While “The Moms” (e.g., Cindy, Robin, and Staci) were meeting, growing and becoming more engaged as a collective unit, the Palm Beach County Board of County Commissioners (BCC) adopted an Opioid Epidemic Response Plan (ORP) in Spring 2017 to guide opioid epidemic response efforts. The ORP represents a deep dive into this challenge including: root causes, data analysis, and feedback from key stakeholders. The main purpose of the group is to make recommendations and identify strategic areas of focus and action for a path forward.

The BCC has identified the opioid epidemic and behavioral and substance use disorder as areas of high priority, and has adopted a system of care paradigm shift from a treatment-centric approach to a person-centered, recovery-oriented system of care (ROSC) approach. This means a focus on quality of care and long-term recovery outcomes.  The BCC followed through on a key recommendation of the ORP and hired a Palm Beach County “Drug Czar”, John Hulick, to lead these efforts. John came on in April 2018 after serving as New Jersey’s “Drug Czar” and a Policy Advisor for Human Services, Children and Families under Governor Christopher J. Christie.
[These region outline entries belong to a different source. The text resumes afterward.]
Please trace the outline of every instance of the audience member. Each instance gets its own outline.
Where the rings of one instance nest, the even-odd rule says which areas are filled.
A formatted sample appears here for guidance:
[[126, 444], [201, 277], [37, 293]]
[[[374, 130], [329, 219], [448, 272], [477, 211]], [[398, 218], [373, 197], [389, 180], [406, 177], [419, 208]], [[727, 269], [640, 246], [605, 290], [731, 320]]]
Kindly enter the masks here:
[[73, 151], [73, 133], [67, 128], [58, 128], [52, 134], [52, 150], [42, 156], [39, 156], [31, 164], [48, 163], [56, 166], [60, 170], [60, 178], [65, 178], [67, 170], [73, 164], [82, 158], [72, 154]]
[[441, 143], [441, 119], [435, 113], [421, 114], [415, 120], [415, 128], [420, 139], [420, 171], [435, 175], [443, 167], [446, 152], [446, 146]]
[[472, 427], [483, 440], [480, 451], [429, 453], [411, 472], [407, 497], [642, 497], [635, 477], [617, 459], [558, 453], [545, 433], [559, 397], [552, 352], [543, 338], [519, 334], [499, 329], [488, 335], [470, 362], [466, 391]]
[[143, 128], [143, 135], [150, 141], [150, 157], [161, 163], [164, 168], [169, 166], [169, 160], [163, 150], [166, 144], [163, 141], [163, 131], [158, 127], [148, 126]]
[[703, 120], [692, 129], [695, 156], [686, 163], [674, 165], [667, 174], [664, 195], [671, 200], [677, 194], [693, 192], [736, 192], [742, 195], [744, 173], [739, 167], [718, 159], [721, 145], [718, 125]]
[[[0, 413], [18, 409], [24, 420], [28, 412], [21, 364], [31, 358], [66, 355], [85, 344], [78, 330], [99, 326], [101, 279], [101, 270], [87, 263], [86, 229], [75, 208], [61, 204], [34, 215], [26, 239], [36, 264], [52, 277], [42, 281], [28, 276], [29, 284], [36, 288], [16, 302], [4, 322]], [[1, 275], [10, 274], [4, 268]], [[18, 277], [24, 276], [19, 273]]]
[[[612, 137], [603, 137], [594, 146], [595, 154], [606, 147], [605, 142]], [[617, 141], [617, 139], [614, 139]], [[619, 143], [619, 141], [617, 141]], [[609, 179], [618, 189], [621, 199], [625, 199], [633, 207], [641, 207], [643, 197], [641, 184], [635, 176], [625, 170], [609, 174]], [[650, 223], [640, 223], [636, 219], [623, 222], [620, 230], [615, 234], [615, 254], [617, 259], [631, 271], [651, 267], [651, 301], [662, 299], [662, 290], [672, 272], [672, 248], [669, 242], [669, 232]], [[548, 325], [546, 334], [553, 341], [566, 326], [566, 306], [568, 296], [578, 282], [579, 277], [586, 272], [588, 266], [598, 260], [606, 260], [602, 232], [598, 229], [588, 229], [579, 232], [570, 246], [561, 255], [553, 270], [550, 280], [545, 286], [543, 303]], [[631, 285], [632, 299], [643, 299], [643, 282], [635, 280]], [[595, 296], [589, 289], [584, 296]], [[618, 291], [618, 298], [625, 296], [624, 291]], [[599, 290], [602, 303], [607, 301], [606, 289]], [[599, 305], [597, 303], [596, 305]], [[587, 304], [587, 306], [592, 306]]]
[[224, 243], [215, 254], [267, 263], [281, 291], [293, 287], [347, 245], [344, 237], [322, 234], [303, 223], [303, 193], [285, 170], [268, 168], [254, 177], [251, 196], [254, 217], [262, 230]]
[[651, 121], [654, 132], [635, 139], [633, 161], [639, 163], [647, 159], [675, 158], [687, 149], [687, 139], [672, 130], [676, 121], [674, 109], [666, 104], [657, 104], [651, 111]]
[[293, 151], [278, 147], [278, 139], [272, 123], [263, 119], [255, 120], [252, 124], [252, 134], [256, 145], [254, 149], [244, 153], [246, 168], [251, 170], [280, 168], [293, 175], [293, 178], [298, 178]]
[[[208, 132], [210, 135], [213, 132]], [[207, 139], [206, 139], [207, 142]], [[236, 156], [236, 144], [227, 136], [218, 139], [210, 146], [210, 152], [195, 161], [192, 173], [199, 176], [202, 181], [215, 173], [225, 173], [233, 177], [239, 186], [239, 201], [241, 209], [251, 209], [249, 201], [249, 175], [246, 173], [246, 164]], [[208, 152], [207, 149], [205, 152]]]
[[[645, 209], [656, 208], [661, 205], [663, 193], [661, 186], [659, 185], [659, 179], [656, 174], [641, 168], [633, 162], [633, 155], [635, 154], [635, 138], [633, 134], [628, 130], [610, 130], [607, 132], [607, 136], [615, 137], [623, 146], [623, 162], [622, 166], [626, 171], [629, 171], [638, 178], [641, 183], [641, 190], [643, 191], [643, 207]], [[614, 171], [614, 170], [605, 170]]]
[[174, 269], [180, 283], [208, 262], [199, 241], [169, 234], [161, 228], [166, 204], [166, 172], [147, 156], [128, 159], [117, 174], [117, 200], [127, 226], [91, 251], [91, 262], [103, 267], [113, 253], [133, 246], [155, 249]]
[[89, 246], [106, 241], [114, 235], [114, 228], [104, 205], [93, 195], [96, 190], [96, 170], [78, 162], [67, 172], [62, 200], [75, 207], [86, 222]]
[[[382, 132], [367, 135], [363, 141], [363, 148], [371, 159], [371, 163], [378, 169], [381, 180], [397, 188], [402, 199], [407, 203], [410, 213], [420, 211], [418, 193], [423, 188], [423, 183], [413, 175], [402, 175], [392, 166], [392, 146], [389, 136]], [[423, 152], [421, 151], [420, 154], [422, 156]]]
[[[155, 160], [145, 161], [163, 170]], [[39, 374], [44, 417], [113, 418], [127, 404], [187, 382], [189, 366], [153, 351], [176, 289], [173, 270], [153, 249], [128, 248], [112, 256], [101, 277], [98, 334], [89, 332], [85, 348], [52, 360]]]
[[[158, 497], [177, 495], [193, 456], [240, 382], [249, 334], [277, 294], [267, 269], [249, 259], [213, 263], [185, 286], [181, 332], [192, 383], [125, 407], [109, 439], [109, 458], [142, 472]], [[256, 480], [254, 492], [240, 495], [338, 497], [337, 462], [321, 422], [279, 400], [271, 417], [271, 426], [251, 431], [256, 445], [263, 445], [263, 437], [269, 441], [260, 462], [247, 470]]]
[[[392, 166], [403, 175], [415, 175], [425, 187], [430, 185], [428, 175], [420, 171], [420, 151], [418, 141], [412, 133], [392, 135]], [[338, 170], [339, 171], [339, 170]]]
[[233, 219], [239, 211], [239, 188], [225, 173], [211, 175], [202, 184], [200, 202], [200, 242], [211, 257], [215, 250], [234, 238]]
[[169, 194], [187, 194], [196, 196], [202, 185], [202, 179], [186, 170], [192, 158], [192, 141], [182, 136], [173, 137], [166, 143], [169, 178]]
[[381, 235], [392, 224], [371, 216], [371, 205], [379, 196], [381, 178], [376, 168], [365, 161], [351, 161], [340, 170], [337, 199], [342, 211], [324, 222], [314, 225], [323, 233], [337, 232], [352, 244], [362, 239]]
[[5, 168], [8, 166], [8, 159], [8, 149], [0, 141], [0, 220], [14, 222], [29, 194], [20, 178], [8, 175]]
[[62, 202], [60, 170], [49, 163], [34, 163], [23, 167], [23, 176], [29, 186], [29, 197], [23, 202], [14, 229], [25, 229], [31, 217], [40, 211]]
John has advanced the County’s ROSC, specifically through the establishment of Recovery Community Centers (RCC) which are intended to be recovery hubs facilitating “one-stop shopping” in the accrual of recovery capital and provide strong, recovery-specific, social support.  Using a ROSC model and an RCC has been found to be of particular help to those more vulnerable individuals beginning recovery from substance use disorder, who have few resources and low recovery capital. These models provide a unique function in helping participants build sustained high-quality recovery, thereby increasing quality of life and self-esteem, and decreasing psychological distress.

It’s Happening

This all finally came together with the help of the County Commissioners, Melissa McKinley, The Palm Beach County BHC, the ‘moms” and friends, stake holders and county support. The HUB found a home in the plaza, on the corner of Atlantic and Congress Ave in Delray Beach and construction began in July 2020. The work that went into this is just the beginning. The focus of the HUB is on the individual who has nowhere else to turn and feels like they have lost all hope. They are who the HUB will fight and move mountains for, to ensure they realize the simple truth- recovery is possible, you are not alone and as long as an individual has breath, there is hope.